Calvin was far from original on this point. Scripture everywhere teaches that the Lord’s command regulates communion with God. Adam (Gen. 2:15–17), Abel (Gen. 4:4), Noah (Gen. 8:20–22), Abraham (Gen. 17:9–14), and Moses (Gen. Ex. 20:1–11), to give just five well-known examples, are all given divine directives that inform their liturgical practices. Conversely, Cain (Gen. 4:5), Nadab and Abihu (Lev. 10:1–3), Saul (1 Sam. 15:22–35), Uzzah (2 Sam. 6:3–8), and Uzziah (2 Chron. 26:16–23) all face God’s judgment for imposing their own standards on Israel’s worship. With these cases in mind, it should come as no surprise that when Jesus commissions His church, He gives instruction on preaching (2 Tim. 4:1–2), prayer (Matt. 6:5–15), singing (Col. 3:16–17), baptism (Matt. 28:19), and the Lord’s Supper (1 Cor. 11:23–26). These biblical elements are nonnegotiables in corporate worship. They represent the appointed means by which Christ as Head of the church guides and governs His people in worship that brings glory and honor to God.

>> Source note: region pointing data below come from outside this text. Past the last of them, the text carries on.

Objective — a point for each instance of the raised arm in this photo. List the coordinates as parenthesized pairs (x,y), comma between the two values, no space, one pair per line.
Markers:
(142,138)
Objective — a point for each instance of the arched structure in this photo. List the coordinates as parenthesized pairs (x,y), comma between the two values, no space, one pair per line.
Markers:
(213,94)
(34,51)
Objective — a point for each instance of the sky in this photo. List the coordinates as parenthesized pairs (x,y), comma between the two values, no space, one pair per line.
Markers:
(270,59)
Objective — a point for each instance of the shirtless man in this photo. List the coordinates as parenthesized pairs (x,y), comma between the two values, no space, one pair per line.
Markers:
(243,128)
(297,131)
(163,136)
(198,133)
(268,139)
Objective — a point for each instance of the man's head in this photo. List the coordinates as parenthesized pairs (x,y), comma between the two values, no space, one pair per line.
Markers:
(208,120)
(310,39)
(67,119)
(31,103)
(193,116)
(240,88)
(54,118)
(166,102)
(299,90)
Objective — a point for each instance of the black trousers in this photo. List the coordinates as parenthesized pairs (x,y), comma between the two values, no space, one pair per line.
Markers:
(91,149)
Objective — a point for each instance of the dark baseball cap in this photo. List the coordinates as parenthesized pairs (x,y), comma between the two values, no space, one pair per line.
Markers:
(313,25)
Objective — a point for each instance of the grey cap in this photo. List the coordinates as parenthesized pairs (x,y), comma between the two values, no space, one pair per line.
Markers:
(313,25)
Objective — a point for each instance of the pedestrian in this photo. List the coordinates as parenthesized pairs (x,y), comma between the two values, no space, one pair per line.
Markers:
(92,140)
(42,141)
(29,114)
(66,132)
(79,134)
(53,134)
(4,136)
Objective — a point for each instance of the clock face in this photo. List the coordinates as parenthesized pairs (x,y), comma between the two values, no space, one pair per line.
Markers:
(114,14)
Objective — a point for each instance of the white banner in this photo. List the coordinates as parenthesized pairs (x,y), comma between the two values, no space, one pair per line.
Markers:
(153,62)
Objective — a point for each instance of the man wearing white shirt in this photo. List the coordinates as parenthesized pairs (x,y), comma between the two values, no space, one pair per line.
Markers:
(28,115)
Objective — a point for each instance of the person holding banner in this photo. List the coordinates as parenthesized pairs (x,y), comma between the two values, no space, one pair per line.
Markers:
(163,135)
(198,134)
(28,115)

Third, the perspective of eternity. Having considered the authority of Christ and the nature of worship, we are now ready to consider how these two principles inform our understanding of the church militant. On May 16, 1816, John Black, a little-known Scottish Presbyterian pastor and one-time professor at what would become the University of Pittsburgh, preached a sermon titled “Church Fellowship” before a gathering of ministers in Philadelphia. The sermon explicitly connects the communion of the saints with the topic of worship. Black states:
Saints by profession of faith are bound to hold communion and fellowship in the worship and service of God. The church is a society. She is formed upon the principle of an organic body, having a head and members. This constitution proceeds upon the ground of a covenant, embracing the head, and all the members, in a state of union and communion together. All the members united to Jesus Christ, and members one of another, walk together in love. They join their hands, for their hearts are united. They take sweet counsel together, and walk unto the house of God in company (cf. Ps. 55:14).
For Black, the communion of the saints provides a “social principle of earth” that informs how we should view other Christians and our worship together. The local gathering of the saints in worship on the Lord’s Day represents a “holy convocation,” where we assemble under the banner of King Jesus, hear His gracious Word proclaimed in Scripture, and fellowship together by eating and drinking at His table. All this prepares us for joining the heavenly host in worshiping God through the ministry of the Lamb (see Rev. 4–5; 21–22).
All this sounds so wonderful—and it is. But the gathering of the saints on this side of Canaan’s shore is also marked by the frailties and failures that characterize life and ministry and worship in a fallen world. Congregations are often divided. Moral scandals sometimes overtake even the best of churches. Theological errors can creep into pulpits and pews. Beyond that, each one of us must confront our own sinful inclinations, thoughts, and behavior that often stifle our attempts to worship God according to His Word.
As we confront sin and suffering, heresy and heartache, we must train our eyes to see the church from the perspective of eternity. The church militant must pass through the crucible of sanctification as it prepares for the day when Christ will present it to His heavenly Father as a dazzling bride, without spot or wrinkle (Eph. 4:13–16; 5:27). This means that the church on earth is not yet what it will one day be (1 John 3:2). Even more, we must look past our own sliver of time to realize that the church here and now is only a small part of the much larger body of Christ in heaven that consists of a vast multitude of people from throughout the ages and from every tongue, tribe, and people. With Christ as our King, we as the church militant have every hope that what we see dimly here on earth will be realized more fully when our faith becomes sight. Until then, may the Lord find us faithful to the charge He has given us in His Word.